Cub Scouts tour historical sites in Providence

Providence River looking at the new foot bridge

This past weekend, a bunch of our cub scouts took a walk around Providence. These stops included many places, including a plaque that showed how high the water was during the flood from the Great 1938 Hurricane. Below is some of the other places that our scouts visited.


Roger Williams National Memorial

Roger Williams National Memorial

At Roger Williams National Memorial, our cub scouts learned the history of the founding of Providence and became Junior Rangers. Roger Williams founded Providence as an area that people could come and practice freedom of religion.


Korean War Memorial

Korean War Memorial of Rhode Island

Rhode Island Holocaust Memorial

Rhode Island Holocaust Memorial

To learn more about the Rhode Island Holocaust Memorial, visit this site.


The World War Monument

The World War Monument

The World War Monument was carved from Westerly granite, the base of the shaft and the crowning female figure (variously characterized as a symbol of Victory or Peace).

The platform below the shaft is approached by steps in four directions. The base has four large faces separated by the insignia of the various branches of the service. The faces are inscribed with the city’s dedication of the monument and quotations by Abraham Lincoln, Woodrow Wilson, and Ralph Waldo Emerson. The lower portion of the column contains a memorial that symbolizes the virtues of Providence’s citizens during the war. Above the memorial are inscribed the names of the major battles of the war in which Rhode Islanders fought. A band of stars surrounds the top of the fluted shaft; together, they represent the stars and stripes. The heroic figure of Peace (or Victory) stands atop the shaft.

Due to a project to relocate the rivers in Providence, the monument was dismantled and stored until it was built in its current location. The new location, only a few hundred feet from the original location, was commissioned as its new home in 1996.

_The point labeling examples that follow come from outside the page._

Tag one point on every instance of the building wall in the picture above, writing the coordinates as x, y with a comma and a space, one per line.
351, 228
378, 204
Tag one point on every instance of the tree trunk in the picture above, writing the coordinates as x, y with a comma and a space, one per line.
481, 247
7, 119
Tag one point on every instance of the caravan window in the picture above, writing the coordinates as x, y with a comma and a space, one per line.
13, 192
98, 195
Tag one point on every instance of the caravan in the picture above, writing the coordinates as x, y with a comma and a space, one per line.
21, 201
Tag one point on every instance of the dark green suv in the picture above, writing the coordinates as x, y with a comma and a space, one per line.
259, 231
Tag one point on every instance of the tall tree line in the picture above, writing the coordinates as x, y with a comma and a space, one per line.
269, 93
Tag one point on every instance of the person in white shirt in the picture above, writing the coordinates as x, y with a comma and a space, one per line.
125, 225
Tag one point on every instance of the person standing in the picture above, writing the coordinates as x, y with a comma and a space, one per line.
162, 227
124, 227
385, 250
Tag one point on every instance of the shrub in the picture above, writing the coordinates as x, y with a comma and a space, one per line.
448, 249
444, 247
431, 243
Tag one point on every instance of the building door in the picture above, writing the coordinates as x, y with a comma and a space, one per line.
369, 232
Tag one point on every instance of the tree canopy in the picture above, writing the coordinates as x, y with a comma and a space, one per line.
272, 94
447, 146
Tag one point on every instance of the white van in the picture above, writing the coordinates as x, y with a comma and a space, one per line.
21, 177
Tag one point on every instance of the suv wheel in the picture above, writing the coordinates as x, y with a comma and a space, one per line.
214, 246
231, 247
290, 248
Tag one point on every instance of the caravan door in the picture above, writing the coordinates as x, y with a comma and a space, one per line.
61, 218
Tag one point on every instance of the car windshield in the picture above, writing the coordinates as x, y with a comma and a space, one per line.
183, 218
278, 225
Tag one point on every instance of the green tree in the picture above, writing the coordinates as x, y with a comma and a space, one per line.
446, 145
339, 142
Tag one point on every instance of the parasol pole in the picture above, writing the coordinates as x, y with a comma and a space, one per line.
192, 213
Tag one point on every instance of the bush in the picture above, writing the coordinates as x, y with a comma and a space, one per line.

Rhode Island World War II Memorial

Rhode Island World War II Memorial

The WWII Memorial in Memorial Park is comprised of a rotunda with two walls of veteran’s names. The memorial was was dedicated on Veteran’s Day, 2007. Around the rotunda there is a small wall commemorating how many people each town in Rhode Island sent to war. The language in the memorial revolves mostly around the refusal to forget those who lost their lives.